Reading in the Year of the Book: 2013 (Part 3)

March was the month of vacation and travel. I've been to Florida, Colorado, and North Carolina on a long string of plane rides. Fortunately there has been ample time for backporch sunshine reading. Keep reading in the Year of the Book!

Three Letters from the Andes - Patrick Leigh Fermor

[A simple and quick read that has some wonderful flowing sentences and is also a bit more personal (perhaps less edited) than the other Fermor travel writings. His writing is like sitting in on a history class given by a much add professor who only uses texts from before 1950. The details Fermor notices in Lima are the old Castillan flourishes and dates from the 1500's with not much detail given to the inhabitants of the 1970's. The mountain climbing pieces are interesting for sure.]

Jamaica Inn - Daphne DuMaurier 

[Jamaica Inn was so good.
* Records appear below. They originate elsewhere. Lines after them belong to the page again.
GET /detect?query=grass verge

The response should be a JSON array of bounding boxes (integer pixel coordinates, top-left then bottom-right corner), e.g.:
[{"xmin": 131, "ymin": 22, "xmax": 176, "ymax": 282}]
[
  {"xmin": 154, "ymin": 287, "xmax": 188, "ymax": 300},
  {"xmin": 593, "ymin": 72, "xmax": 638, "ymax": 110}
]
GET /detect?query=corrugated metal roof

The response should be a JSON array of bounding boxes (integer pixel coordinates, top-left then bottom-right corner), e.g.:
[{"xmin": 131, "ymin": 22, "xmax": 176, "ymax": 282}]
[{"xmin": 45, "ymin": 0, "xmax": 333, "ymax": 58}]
I wish there was a whole Jamaica Inn novel series. The environment of damp cold coastal inn in the lonely Scottish highlands is very enthralling. I burned out on the other DuMarier matieral but this book kept going! Perfect reading for a vacation too. Poolside, beachside, back porch, and open window delight. FYI: so much better than the movie, the movie does zero justice to the greatness of the read.]
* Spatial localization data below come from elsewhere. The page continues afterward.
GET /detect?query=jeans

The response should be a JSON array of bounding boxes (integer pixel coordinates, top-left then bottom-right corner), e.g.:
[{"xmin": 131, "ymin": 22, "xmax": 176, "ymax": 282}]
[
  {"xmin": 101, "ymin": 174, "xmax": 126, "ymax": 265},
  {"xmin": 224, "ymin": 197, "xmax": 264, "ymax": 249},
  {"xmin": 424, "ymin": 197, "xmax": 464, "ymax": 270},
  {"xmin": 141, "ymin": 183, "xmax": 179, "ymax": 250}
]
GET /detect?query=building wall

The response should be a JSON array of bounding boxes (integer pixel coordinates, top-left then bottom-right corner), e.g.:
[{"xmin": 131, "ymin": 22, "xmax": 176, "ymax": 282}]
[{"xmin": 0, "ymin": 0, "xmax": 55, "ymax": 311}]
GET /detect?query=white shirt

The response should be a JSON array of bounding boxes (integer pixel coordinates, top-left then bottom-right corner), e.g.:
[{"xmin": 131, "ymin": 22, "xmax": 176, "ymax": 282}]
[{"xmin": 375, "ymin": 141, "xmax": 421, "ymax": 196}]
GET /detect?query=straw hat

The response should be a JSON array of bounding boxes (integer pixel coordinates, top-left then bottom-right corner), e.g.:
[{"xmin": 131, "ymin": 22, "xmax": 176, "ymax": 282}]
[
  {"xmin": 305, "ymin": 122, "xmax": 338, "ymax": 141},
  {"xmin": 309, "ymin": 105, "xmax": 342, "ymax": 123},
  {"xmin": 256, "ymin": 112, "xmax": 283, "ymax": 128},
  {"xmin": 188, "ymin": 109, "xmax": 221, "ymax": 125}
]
Salt Sugar Fat - Michael Moss

[This book provides some deep insight into the manufacturing and engineering of processed foods and their relationships to overeating and obesity. Through case studies of specific processed foods the author relates how the three big manipulators are combined by the all the major food companies to seduce us into eating more and more and more and….the point being: the grocery store is a war zone and you have to equip yourself to better be able to defend yourself from the salt, sugar, and fatty onslaught.]
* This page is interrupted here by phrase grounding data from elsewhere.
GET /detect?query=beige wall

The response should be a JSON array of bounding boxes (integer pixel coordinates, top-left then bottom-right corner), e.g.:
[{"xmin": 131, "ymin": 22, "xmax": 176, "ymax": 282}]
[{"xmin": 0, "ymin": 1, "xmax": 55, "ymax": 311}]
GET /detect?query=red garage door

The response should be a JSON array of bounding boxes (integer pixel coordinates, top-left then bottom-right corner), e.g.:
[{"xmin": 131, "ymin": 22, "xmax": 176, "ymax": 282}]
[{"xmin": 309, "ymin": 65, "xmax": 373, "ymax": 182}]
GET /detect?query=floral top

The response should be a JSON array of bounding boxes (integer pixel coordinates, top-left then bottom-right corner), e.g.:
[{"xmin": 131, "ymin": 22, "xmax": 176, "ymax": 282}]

 Of Walking In Ice (Munich-Paris 23 November-14 December 1974) - Werner Herzog

[An amazing window into the wit and vision of Herzog. "The fire-thought of ice creates the ice as swiftly as thought. Siberia was created in precisely this manner and the Northern Lights represent its final flickering. That is the Explanation" I'm surprised he didn't choose "The Explanation", although who knows what the incredibly long complex word for it is in German…probably the perfect word for Herzog's meaning. His way of direct and self-assured expression is always refreshing in print and movies and, as he would say, has Guts. A must read every few years]

The Way of the World - Nicolas Bouvier

[A brilliant and engaging ode to the road. The overall grand scope of this book fills me with the courage of travel. The characters, boredom, body ailments, and majesty of the traveling experience are laid bare in a very effective style. This is one of the best travel books I've read and the illustrations are amazing too. This book also has the added bonus of being a geographic sequel to where the writings of P.L. Fermor leave off (see Between the Woods and Water).]

The Murderess - Alexandros Papadiamantis

[A simple short novel filled with the horror of having baby girls in late 19th century Greece. The grandmother goes on a terrifying killing spree and ends up on the lamb hiding with ignorant shepherds and amidst the craggy ruins of her original depressing dowry landscape. A bleak book with lots of baby ghosts.]